Immagine di copertina
Credit: AP Photo

L’ultima operazione militare condotta dall’Azerbaigian nella regione del Nagorno-Karabakh ha portato alla dissoluzione attualmente in corso della Repubblica dell’Artsakh, uno Stato non riconosciuto dalla comunità internazionale ma de facto esistente da decenni nel complesso contesto del Caucaso.

Questa piccola repubblica autoproclamata e abitata da popolazione di lingua ed etnia armena pur trovandosi in un territorio riconosciuto a livello internazionale come parte dell’Azerbaigian si trovava ormai quasi totalmente isolata e l’ultimo intervento militare compiuto da Baku ha tagliato ogni forma di comunicazione con l’Armenia, unico Paese che ha fornito sostegno all’Artsakh, e le truppe azere sono arrivate a poca distanza dalla capitale Stepanakert, costringendo il governo autoproclamato ad accettare le condizioni dell’Azerbaigian per un cessate il fuoco e iniziando così i negoziati. Colloqui che, vista la situazione di indifendibilità dell’Artsakh, hanno portato il presidente dell’autoproclamata repubblica a firmare la dissoluzione delle sue istituzioni dall’inizio del 2024.

Le origini della questione del Nagorno-Karabakh risalgono a molto tempo fa e vanno inserite nel complesso mosaico etnico della regione del Caucaso, in cui con la nascita degli Stati nazione dopo la caduta dei grandi imperi è diventato difficile tracciare linee di demarcazione precise, anche quando queste non andavano a dividere Stati sovrani ma repubbliche autonome dell’ex Unione sovietica. E così il territorio del Nagorno-Karabakh, abitato in gran parte da armeni, finì per diventare un’oblast autonoma all’interno della Repubblica socialista sovietica di Azerbaigian, collegato alla Repubblica socialista sovietica di Armenia tramite il corridoio di Lachin, tornato tristemente attuale nel corso dell’ultimo scontro armato. Oltre a questo, l’Armenia ottenne la provincia di Syunik e l’Azerbaigian l’exclave di Naxchivan in un risiko che mostra la complessità etnica dell’area.

Se la fine dell’ex Jugoslavia ha avuto esiti traumatici che ben conosciamo, il crollo dell’Unione Sovietica in molti casi non è stato da meno, non risultando sempre un processo pacifico e lineare come avvenuto per alcuni Stati divenuti indipendenti.
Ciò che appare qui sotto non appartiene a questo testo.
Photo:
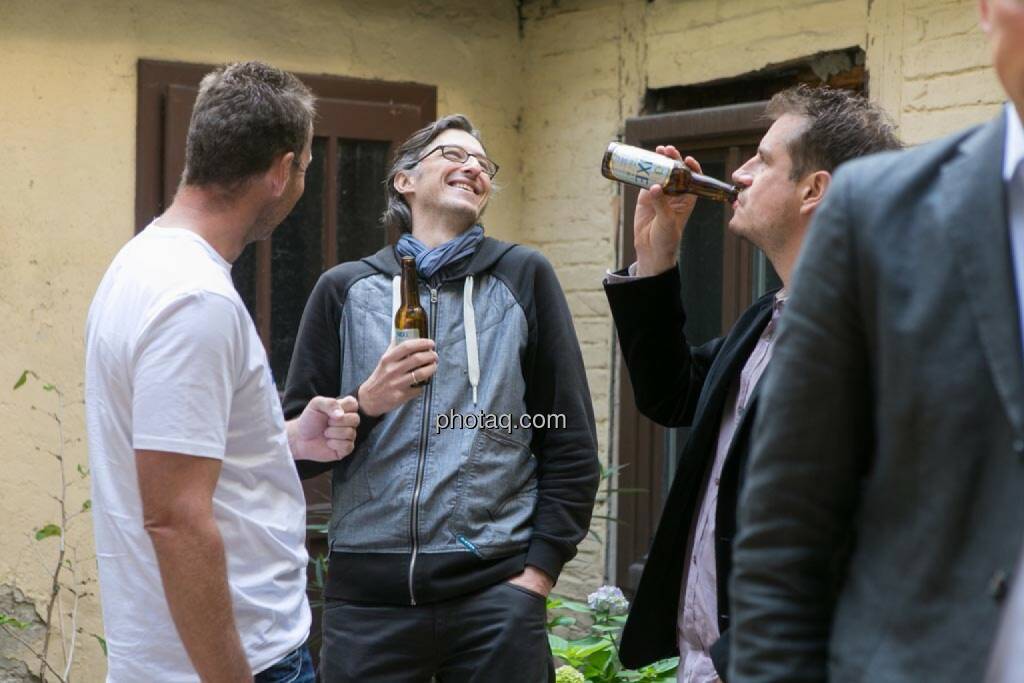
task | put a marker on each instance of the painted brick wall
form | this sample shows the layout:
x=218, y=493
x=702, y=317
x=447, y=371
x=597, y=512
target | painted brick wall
x=587, y=65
È il caso, ad esempio, della situazione del Nagorno-Karabakh, che già alla fine degli anni ’80 era oggetto di contesa tra le repubbliche socialiste sovietiche del Caucaso che con l’indipendenza di Armenia e Azerbaigian, nel 1991, sfociò in una guerra per il suo controllo raffreddatasi solo nel 1994. Yerevan prese il controllo di gran parte della regione contesa, dando vita all’autoproclamata repubblica dell’Artsakh, non riconosciuta dalla comunità internazionale.

Da quel momento diversi scontri armati si sono succeduti, di cui uno particolarmente determinante nel 2020 che ha portato di fatto all’isolamento della piccola repubblica autoproclamata. Quando lo scorso settembre le truppe azere hanno lanciato l’attacco contro l’Artsakh, il piccolo territorio si è trovato in netta inferiorità di uomini e mezzi e si è dovuto arrendere, intraprendendo colloqui che hanno portato alla dissoluzione della repubblica.

Ora la domanda è cosa succederà ai cittadini dell’Artsakh, una realtà statale che seppur non riconosciuta è esistita per circa 30 anni e da cui molti abitanti sono fuggiti verso la vicina Armenia. In quanti di loro rimarranno? Con che status? Otterranno dall’Azerbaigian, che ne ha ripreso il controllo, uno status autonomo come succede in situazioni etniche complesse? Sono queste le incognite che dovranno trovare una risposta nei colloqui in corso.